Economists and the press already have voiced plenty of criticism about new predictions from the Office of Management and Budget (OMB). In its FY2013 Mid-Session Review, the agency forecast that the deficit will be $1.21 trillion and not the $1.33 trillion it estimated in February. The review forecast that gross domestic product (GDP) will rise 2.6% from the fourth quarter of last year to the fourth quarter of this one. And the agency predicted that unemployment will fall to 7.9% in the final quarter of this year.

Some experts went along with the 7.9% figure because it could be determined by the size of the work force as much as by the number of people who are unemployed. No one, other than Democrats, supported the 2.6% GDP growth rate forecast, because based on GDP growth so far this year, it appears to be impossible. But the revision is only one of hundreds of forecasts put out by government organizations and private research groups. The primary difference about the OMB data is that it makes the newspapers and tens of millions of people see it.

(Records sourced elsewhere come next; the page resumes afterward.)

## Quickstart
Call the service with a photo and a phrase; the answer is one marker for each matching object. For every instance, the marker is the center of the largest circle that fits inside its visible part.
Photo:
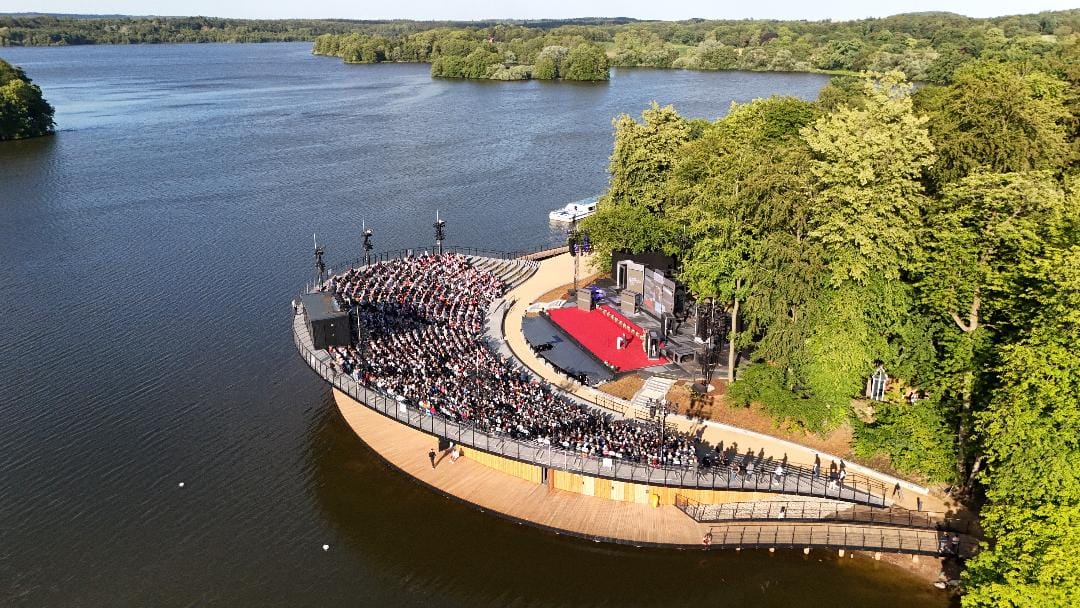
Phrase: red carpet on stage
(597, 333)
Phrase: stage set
(638, 320)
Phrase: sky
(538, 9)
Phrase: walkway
(596, 518)
(557, 271)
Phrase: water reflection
(432, 549)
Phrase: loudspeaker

Most Americans have little idea what the difference between 1.9% and 2.6% GDP is. The president’s number does not matter to almost anyone who does not have a job or earns a wage insufficient to live on, or who lives below the poverty level and cannot buy enough food. And it does not matter to businesses that continue to worry about the tax rate for 2013 or their inability to borrow from banks that could easily lend money. GDP forecasts will not help the housing market or the ability of states and municipalities to balance their books and fulfill pension obligations.

The almost crazy numbers from the OMB will be forgotten in a few days. If they are remembered at all, it will be as a smoke screen to cover how well the economy will fare as the election gets closer. Republicans have just as much right and ability to say unemployment will rise or that the economy will crash into another recession.

Talk, and forecasts, are cheap, particularly when many Americans have little hope of an improvement in their financial situation at anytime in the future they can see.